無題(2014)

美しさによく似た清潔さで君は私を愛し、狂気によく似た耽溺で私は君を愛した。
私たちは別々の場所で同じように傷つき、同じように苛まれ、同じように諦められずに同じように足掻き、そしてあの日出会った。
世界に対する全ての認識が変わってしまうような恋だった。
君は生まれたての赤ん坊のように無垢で、空に焦がれる少年のように純粋だった。
世界の素晴らしいところが全て、君の体に凝縮されて埋め込まれていた。
それは君が目を輝かせて学び取ってきた世界の切れ端でもあり、生まれながらに携えている光でもあった。
君自身もまだ触れたことがなかったそれに、私は少しだけ触れることが許された。
私たちはらんらんと輝きながらいつまでも話し続けた。
言葉による蜜月、それはまるでこれまでの人生の答え合わせをしているような時間だったね?

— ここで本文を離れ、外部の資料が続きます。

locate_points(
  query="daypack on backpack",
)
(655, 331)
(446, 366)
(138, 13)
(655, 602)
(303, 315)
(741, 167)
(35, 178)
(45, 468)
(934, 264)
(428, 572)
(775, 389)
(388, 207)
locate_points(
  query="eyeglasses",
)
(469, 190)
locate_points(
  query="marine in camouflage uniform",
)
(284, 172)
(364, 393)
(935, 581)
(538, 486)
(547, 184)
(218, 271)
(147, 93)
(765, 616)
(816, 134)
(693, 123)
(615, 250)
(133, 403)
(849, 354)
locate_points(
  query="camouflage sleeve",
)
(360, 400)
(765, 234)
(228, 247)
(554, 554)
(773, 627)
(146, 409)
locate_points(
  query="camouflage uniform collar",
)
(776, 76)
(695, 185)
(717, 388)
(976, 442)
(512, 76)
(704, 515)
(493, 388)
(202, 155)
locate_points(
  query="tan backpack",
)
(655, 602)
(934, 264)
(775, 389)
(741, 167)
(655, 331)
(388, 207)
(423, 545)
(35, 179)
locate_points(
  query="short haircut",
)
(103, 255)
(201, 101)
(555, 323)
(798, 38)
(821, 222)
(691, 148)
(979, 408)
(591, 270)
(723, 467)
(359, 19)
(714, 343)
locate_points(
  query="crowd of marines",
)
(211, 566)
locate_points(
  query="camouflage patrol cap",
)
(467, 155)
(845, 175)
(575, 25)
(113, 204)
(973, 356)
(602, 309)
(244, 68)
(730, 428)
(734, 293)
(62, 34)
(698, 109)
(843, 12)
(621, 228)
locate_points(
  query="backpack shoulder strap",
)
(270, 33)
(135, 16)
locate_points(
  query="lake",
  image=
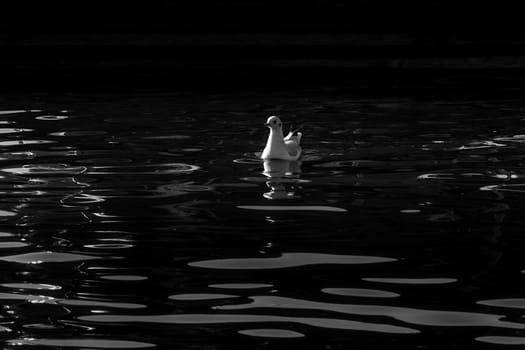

私たちを苛み続けた、そして同時に魅力し続けてやまなかった世界の秘密について、私たちは別々の道を通り同じ認識に辿りついていたんだと知った時、君との出会いに心の底から感激したんだよ。
たくさん一緒に色んなものを見たね。
冬が終わり、春が過ぎ、美しい夏がやってきた。
すべての事象が一列に並んでいたことに後から気づくような、濃度を高めた過去が爆発して生まれ変わるような、そんな日々だったね。
君は私の形を教えてくれた。私は君によって生まれたんだよ。
これから私は繰り返し繰り返し、君を思い出す。
「別れは一種の出会いだよ」そう君は言ったね。
君の美しい人生を祝福できる私になれますように。
全ての幻想が追いつかない場所でいつかまた君に出会えますように。
私はつよくつよく祈ったんだよ。